Hence, $\displaystyle\max_{x \in [a,b]} |f'(x) - h'(x)| + |f(a) - h(a)| \leq \displaystyle\max_{x \in [a,b]} |f'(x) - g'(x)| + |f(a) - g(a)| + \displaystyle\max_{x \in [a,b]} |g'(x) - h'(x)| + |g(a) - h(a)|$

Thus, $d$ is a metric on $X$. Is my proof true? Thank all!

Answer 1

Is it true that if two functions have the same (continuous) first derivative and take on the same value at a point then they are the same function? This assertion I would not consider trivial.
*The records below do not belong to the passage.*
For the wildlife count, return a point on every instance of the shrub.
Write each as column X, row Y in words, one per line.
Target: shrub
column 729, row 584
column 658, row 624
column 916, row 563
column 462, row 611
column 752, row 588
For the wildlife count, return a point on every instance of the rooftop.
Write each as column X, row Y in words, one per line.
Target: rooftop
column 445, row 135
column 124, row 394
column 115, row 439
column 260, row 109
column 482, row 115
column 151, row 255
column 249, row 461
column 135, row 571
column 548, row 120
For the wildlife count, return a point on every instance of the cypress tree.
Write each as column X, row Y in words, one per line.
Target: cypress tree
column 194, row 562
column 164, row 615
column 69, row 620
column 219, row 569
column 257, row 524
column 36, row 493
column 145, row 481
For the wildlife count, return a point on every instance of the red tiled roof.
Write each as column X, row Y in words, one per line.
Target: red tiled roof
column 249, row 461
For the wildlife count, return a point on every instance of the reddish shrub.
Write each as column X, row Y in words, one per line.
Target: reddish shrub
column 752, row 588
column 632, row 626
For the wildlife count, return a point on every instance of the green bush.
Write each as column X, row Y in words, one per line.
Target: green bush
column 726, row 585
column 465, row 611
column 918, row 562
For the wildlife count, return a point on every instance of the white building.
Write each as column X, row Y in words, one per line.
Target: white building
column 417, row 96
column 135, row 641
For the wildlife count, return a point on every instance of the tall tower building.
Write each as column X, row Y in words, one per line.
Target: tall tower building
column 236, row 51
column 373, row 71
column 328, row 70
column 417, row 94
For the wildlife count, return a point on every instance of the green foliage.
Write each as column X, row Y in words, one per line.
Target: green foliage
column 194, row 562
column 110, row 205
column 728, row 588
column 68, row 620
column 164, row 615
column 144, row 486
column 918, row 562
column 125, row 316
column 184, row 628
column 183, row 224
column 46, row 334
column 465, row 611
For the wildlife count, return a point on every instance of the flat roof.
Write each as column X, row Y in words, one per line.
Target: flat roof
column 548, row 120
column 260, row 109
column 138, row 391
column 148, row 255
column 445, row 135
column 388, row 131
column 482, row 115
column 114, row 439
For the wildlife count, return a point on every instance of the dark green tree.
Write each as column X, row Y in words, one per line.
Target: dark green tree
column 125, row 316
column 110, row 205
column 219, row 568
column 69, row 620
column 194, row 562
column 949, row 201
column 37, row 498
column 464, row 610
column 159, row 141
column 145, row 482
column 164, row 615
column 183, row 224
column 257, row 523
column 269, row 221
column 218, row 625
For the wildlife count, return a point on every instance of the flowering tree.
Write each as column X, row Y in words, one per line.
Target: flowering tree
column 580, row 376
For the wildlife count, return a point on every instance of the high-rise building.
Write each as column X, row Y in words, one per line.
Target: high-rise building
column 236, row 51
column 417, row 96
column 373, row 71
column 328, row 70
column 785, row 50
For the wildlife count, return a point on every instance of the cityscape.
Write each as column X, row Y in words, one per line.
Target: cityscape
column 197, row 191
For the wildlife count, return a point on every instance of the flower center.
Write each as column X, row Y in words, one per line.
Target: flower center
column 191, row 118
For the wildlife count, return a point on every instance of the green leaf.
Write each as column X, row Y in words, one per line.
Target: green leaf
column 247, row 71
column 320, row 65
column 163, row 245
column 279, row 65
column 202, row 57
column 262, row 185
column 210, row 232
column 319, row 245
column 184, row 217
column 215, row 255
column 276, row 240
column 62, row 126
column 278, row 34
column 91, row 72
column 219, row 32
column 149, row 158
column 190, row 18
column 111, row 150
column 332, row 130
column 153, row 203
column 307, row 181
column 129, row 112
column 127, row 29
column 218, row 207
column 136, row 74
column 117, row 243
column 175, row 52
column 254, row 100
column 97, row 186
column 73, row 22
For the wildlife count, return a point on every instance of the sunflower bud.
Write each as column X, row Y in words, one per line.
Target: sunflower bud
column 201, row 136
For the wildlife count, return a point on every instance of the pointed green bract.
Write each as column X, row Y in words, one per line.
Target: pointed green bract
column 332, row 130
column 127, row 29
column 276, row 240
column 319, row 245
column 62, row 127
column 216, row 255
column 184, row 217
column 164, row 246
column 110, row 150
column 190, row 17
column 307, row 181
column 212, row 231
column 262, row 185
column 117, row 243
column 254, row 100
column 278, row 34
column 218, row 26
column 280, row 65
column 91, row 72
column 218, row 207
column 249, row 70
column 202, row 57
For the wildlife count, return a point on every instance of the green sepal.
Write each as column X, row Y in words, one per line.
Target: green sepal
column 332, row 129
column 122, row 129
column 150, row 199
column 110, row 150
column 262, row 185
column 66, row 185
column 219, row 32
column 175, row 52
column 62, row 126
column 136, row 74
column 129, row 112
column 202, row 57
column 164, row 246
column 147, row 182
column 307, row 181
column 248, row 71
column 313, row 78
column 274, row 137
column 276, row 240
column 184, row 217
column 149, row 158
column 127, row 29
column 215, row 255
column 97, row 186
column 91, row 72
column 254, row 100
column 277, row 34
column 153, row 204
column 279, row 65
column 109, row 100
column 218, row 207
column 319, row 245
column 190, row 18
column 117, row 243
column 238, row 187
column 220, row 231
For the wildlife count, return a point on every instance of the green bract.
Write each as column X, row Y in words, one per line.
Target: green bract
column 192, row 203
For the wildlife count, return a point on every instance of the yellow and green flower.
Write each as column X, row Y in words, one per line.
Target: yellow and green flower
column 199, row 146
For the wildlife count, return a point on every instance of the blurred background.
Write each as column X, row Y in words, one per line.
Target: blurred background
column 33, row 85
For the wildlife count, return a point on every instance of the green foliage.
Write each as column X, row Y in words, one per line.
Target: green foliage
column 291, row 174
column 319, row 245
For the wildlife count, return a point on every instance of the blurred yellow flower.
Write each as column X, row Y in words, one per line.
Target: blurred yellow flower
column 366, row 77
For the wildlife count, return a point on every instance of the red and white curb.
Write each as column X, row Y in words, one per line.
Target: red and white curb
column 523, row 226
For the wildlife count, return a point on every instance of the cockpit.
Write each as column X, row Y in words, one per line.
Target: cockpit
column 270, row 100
The rest of the argument looks fine, though.

Answer 2

Instead of those explicit calculations, I would find it easier to to keep the various pieces of the construction separate by proving in general:

Lemma 1. If $(X,d_X)$ and $(Y,d_Y)$ are metric spaces then $$ d((x_1,y_2),(x_2,y_2)) = \max(d_X(x_1,x_2), d_Y(y_1,y_2)) $$ defines a metric on $X\times Y$.

Lemma 2. If $(Z,d_Z)$ is a metric space and $\varphi: W\to Z$ is any injective map, then $$ d_W(w_1,w_2) = d_Z(\varphi(w_1),\varphi(w_2)) $$ defines a metric on $W$.

Then apply these with $X=\mathcal C_{[a,b]}^0$ with the sup-norm, $Y=\mathbb R$, $Z=X\times Y$, and $\varphi(f) = (f',f(a))$.

(You would need to prove that $\varphi$ is injective, but that's a simple analysis exercise).